Knoxville Tragedy Redeemed By Heroism
I don’t tend to write about killing sprees, serial killers, snipers and whatnot. Perhaps I’m a bit cold hearted, but I always figure that other than being spectacular, the emphasis on them misses the point – even as the Knoxville killings were happening, many many other people were being killed, raped, tortured, battered or just being crippled or dying in accidents. And I’ve lived in countries where life is cheap; where it costs less than what I make in a week now. Bengalis or Burmese drown in large numbers; starve in large numbers, are lined up and executed and hey, whatever. A few stories are written, and we go on.

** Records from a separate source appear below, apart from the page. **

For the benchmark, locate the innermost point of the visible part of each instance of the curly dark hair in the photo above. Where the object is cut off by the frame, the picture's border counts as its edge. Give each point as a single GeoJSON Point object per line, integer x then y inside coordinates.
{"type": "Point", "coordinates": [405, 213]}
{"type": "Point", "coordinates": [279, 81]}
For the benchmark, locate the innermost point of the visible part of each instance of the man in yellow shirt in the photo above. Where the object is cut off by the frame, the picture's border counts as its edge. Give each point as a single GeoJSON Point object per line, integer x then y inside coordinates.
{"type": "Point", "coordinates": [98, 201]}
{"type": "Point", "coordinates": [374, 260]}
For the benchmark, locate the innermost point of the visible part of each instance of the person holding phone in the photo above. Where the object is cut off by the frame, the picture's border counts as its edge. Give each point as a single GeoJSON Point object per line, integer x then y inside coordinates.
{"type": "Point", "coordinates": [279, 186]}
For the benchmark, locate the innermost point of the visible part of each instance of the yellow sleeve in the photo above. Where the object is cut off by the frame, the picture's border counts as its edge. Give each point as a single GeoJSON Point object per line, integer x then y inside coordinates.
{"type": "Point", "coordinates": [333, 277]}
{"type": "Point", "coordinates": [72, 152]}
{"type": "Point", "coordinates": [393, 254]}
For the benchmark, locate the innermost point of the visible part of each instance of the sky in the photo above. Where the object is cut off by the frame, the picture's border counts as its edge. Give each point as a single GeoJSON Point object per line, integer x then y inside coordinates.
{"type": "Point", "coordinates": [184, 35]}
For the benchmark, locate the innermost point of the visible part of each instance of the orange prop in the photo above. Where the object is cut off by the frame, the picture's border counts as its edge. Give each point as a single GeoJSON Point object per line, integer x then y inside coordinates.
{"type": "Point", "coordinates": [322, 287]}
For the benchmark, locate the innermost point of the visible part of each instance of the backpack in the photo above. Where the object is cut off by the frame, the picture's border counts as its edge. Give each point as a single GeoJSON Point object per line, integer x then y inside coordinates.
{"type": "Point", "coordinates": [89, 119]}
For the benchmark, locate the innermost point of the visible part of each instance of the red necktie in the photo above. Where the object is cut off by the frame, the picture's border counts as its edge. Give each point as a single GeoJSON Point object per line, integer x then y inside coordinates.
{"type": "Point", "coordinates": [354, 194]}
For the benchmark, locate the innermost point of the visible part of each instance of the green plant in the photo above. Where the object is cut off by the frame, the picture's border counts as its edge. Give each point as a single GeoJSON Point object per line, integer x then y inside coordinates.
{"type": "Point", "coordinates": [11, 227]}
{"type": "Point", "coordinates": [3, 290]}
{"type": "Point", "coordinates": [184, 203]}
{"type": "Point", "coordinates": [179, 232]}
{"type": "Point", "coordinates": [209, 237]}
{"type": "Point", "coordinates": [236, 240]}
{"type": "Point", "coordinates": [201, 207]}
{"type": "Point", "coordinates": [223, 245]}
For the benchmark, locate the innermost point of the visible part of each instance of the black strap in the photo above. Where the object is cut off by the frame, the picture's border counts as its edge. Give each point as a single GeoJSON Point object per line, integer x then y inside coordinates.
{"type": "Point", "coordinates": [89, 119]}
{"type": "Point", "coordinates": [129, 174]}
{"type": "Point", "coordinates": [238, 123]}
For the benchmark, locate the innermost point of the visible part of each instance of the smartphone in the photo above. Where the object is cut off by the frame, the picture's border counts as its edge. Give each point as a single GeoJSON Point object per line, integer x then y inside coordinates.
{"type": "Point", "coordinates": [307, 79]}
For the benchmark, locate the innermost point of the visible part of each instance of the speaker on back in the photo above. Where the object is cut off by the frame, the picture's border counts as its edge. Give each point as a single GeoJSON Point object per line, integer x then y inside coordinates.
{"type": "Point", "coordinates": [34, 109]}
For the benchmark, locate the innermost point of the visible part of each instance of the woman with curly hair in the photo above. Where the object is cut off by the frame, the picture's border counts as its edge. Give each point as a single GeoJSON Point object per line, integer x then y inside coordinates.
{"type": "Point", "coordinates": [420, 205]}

Something about the Knoxville killings touched me, though. I saw the picture of the guy who did the killing "so ordinary" said the neighbours, "he seemed like a nice man" and I couldn’t but agree. But what touched me, more, was this – a man named Greg McKendry. McKendry’s dead now, and he’s dead because of this: he deliberately shielded others from a shotgun blast.
You don’t survive that, and he had to know it. So he knew what he was doing, and he made a decision—to put the lives of others above his own.
Then the congregants tackled the shooter, took him down, and held him for police.
Love of others, sacrifice for others, and calm collective action to deal with a threat.
They say that Unitarians are the most liberal church around.
I don’t know if that’s true, but in the face of tragedy, Unitarians certainly showed what liberalism should be.